In today’s rapidly evolving real estate market, it’s easy to become a prisoner of the “now.” The mortgage business is no different, as the past 12 months has seen a steady increase in “prime” rates raising from 3.78% at the beginning of October 2017 to 4.65% as of October 2018.
Mortgage Industry Rates – A 20-Year Historical Overview
From an outside perspective, it’s easy to look at this rise in rates over the past 12 months as a sign of a slowing “buyers” market and the end of the golden age in home buying, but let’s take a closer look at the average “prime” rate over the past 20 years:
As you can see in the chart above, mortgage rates are still at a historic low. May of 1998 saw prime rates hit 7.14%. The year 2000 saw a 20-year, year to date, high of 8.52% in mortgage rates, and even just ten years ago the prime rate in August of 2008 was 6.48%. Cue, the real estate collapse of 2008. The financial market as a whole was in disarray, and the government needed to step in and find a way to accomplish two major tasks:
- Put laws and regulations in place to ensure the housing market becomes a sustainable, viable part of the American economy (see: Dodd-Frank Wall Street Reform Act of 2010 for more information).

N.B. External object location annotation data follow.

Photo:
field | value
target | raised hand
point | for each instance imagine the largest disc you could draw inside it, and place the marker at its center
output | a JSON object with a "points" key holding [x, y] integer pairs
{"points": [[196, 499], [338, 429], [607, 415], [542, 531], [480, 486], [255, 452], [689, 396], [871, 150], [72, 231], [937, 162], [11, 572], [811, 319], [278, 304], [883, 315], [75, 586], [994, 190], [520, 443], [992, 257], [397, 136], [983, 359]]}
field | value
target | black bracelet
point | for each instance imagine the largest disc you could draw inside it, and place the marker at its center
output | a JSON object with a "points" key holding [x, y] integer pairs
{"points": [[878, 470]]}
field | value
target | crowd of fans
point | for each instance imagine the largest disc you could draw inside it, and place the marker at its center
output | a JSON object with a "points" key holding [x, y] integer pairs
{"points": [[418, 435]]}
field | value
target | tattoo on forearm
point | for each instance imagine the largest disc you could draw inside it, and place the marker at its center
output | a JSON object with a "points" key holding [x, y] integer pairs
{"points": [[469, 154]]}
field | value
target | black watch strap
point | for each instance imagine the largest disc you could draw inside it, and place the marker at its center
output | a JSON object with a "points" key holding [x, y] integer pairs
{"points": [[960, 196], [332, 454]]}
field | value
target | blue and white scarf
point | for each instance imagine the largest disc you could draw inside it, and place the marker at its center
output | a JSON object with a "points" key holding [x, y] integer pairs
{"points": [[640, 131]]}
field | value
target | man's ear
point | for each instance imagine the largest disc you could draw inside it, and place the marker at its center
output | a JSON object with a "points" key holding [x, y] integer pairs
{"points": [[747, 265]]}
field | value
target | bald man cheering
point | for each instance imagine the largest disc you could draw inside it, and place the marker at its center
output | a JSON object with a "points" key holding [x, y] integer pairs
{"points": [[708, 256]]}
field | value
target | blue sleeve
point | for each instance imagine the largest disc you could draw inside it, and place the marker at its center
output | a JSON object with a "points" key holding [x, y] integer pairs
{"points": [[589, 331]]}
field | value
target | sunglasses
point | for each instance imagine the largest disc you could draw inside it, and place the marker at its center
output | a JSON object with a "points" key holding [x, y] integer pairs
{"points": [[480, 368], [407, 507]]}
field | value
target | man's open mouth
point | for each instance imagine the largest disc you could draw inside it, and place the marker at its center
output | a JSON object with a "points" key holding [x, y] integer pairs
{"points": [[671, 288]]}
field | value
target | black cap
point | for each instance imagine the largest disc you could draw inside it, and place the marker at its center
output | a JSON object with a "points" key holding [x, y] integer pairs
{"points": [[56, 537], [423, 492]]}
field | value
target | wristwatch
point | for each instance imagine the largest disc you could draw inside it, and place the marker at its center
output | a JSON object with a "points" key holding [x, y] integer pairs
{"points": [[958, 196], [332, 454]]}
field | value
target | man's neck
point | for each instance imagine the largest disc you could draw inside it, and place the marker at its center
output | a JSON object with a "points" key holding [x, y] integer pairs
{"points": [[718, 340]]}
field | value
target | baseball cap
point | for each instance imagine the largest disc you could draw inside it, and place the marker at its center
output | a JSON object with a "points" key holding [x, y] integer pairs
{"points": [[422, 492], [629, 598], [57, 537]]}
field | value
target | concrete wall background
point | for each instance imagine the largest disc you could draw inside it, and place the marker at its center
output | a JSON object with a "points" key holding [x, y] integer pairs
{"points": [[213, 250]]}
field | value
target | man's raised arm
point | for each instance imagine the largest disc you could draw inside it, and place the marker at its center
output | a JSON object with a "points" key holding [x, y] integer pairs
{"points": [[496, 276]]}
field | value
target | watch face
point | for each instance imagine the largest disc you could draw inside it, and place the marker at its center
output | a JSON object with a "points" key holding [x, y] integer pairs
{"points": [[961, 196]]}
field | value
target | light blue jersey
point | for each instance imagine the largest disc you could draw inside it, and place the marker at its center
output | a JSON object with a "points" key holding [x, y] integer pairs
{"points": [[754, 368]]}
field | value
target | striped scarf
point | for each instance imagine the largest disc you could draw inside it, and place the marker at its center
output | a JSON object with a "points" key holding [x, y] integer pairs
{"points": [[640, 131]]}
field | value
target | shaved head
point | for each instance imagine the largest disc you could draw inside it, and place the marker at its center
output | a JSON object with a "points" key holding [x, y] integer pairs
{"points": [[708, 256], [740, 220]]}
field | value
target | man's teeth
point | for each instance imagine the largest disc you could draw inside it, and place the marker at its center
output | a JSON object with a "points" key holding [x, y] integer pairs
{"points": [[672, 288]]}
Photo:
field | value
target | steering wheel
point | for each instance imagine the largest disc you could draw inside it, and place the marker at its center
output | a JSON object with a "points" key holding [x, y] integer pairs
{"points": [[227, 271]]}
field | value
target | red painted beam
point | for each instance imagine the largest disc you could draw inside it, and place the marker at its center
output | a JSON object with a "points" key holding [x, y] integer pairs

- Decrease the federal prime rate standard to help reenergize the dilapidated housing market.
Today’s Mortgage Industry
Flash forward eight years, when October of 2016 saw a ten year low in prime at 3.47%. Now, some may be wondering, what has changed over the past two years that has contributed to prime raising 1.18%? In short, our economy has changed. America has seen a decrease in unemployment from a ten year high in 2010 at 10.8% to 3.9% in August of 2018.
With the decrease in unemployment and America back on its feet, it was time for the Federal Reserve to “rip off the band-aid.” The decline in prime was always meant to be a temporary solution to help kick-start the economy and the housing market. The rise in rates over the past twelve months is intended to bring prime back to a more sustainable economic figure, but at a rate that is still in line with historic all-time lows.
The economy is on the rise and America is back on its feet, but something else has changed: The American mortgage market is lending more responsibly. Gone are the days of stated income, irresponsible balloon loans, and predatory subprime lending. These irresponsible lending practices that doomed our housing market have been replaced with more responsible, sustainable lending practices with stricter income, credit, and asset regulations. Companies like OVM Financial have made it their mission to help ensure that we never see another 2008 collapse by practicing fair and responsible mortgage lending.